Alder initiated its late-stage clinical trial program in October 2015 with PRevention Of Migraine via Intravenous ALD403 Safety and Efficacy 1 (PROMISE 1), a pivotal clinical trial evaluating patients with frequent episodic migraine.
Alder plans to initiate a second pivotal clinical trial, PRevention Of Migraine via Intravenous ALD403 Safety and Efficacy 2 (PROMISE 2), in patients with chronic migraine in the second half of 2016.
Also in 2016, Alder further plans to enter late-stage clinical development of a self-injected formulation of ALD403 to complement the infusion formulations evaluated in the PROMISE 1 and 2 trials.
No doubt about it, this news is positive and promising as the results demonstrate safety and efficacy in preventing the episodes of chronic migraine headache.
Alder BioPharmaceuticals, Inc. is a clinical-stage company focused on designing, developing and commercializing therapeutic antibodies for diseases of unmet needs.
ALD403 is the firm’s lead product and is currently undergoing the described above Phase 2b clinical trial for chronic migraines. The firm has also initiated a pivotal trial for the treatment of frequent episodic migraine and plans to initiate additional advanced clinical trials with the drug for frequent episodic and chronic migraines in 2016.
ALD1613 is the firm’s second product. It targets adrenocorticotropic hormone (ACTH) and is undergoing Investigational New Drug (IND)-enabling preclinical studies with the initiation of clinical studies in Congenital Adrenal Hyperplasia or Cushing’s disease planned for this year.
Clazakizumab is previously known as ALD518. This product, which is designed to block the pro-inflammatory cytokine IL-6 has completed a Phase 2b clinical trial.
Stock Price: $26.64. The stock rallied on the news trading UP $9.40
Market Cap.: $1.17 M
Enterprise Value: $449 M
Total Cash: $306
The stock is now worth observing. ADLR is to be considered for investment, yet, we would prefer to wait until after profit-taking takes place following this huge rally.
The firm’s drug Nuplazid’s for the treatment of psychosis associated with Parkinson’s disease will be discussed by the FDA appointed committee tomorrow Tuesday March 29. We examined the FDA package that contains background information prepared by the Food and Drug Administration (FDA) for the panel members of the advisory committee. We also read Acadia’s presented package. Our reasoning and impression are as follows:
The FDA has designated Nuplazid a breakthrough treatment and its package to the committee members mentions this designation. It also mentioned the fact that the one study presented by the firm is still acceptable and that the firm has effectively accomplished its due diligence. The FDA believes the statistically significant results, could be translated into mild efficacy if not every aspect related to the firm’s claim is not well analyzed. The agency mentioned the side effects with life-threatening possibility and the occurrence of a relatively small number of deaths. The FDA acknowledged that this fact should be dealt with while considering the severity of the disease itself, the age of the patients, the duration of the treatment, the Parkinson’s disease gold standard treatment used and whatever other circumstances that might cause side effects and deaths.

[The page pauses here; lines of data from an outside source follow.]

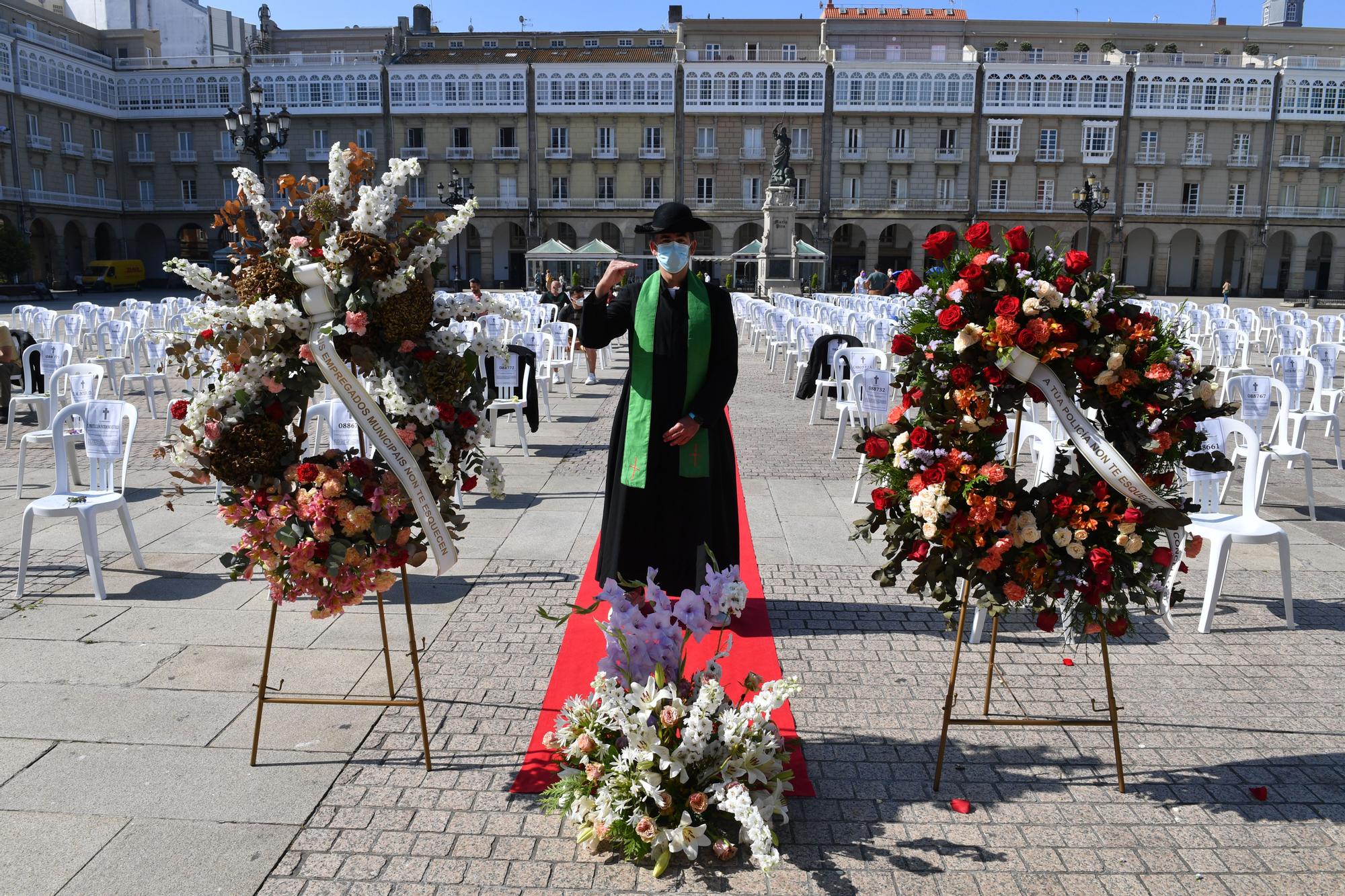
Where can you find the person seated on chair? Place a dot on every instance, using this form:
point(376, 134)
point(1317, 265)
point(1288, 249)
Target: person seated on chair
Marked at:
point(672, 477)
point(570, 313)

Although the negative bloggers and investors are doing whatever it takes to spray fear around the possible rejection of Nuplazid, general investors seem optimistic about the outcome of the committee’s meeting, as observed from the Acadia’s stock rallying today, gaining a little over 20%.
Nobody knows the outcome of such discussions before they occur. And nobody can claim reading the contents of the FDA’s mind that are based on the agency’s great detailed study of every aspect of the drug and the disease.
Having said that, and after reading both, the FDA and Acadia’s packages, our feeling and judgment is leaning towards the general investors’ optimistic feelings, rather than with the short bloggers pessimistic sprayed opinion.